Destacan en él no solo su impecable impresión y el acompañamiento de las estupendas fotografías de Paolo Gasparini (protagonistas del montaje expositivo junto a las maquetas realizadas por Julio Camacho y José Ricardo Olivares), sino muy particularmente los dos textos preparados por José Miguel Roig y Federico Vegas: el uno titulado “Galia, La revolución a medida”, centrado en analizar críticamente el Banco Metropolitano de Sabana Grande; el otro, “El monasterio vertical”, dedicado a develar los entresijos y reflexiones, que en tono si se quiere más poético, suscita en su autor Seguros Orinoco. Del escrito de Vegas, extraemos, para terminar, la siguiente cita que ilustra la actitud de un profesional dedicado, tenaz, inquieto, que por sobre todo amaba la arquitectura y además logró que ella trascendiera: “La inmovilidad, la idea de que el edificio no se moverá de sitio como las Arcas, está a cargo del ladrillo. Aquí está la gran paradoja: el ladrillo, repetible y ancestral, lo imaginamos en muros de carga, pero éstos son inoperantes después de cierta altura.
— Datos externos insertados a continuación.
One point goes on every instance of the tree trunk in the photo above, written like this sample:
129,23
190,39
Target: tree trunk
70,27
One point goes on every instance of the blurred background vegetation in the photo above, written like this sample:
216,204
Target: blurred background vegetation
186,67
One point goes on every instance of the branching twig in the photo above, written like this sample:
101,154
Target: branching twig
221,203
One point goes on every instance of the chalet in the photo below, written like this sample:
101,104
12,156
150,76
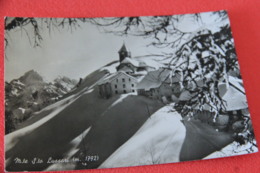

En el edificio de Socarrás, el ladrillo o la arcilla, es recubrimiento, y para que no haya dudas, no tiene trama y cambia de sentido cuando recubre el concreto y cuando es simple pared. No es posible un juego más diáfano, hacer más advertencias sobre la verdadera estructura del edificio, y sin embargo queda el sentimiento de un solo y gran ladrillo tallado”.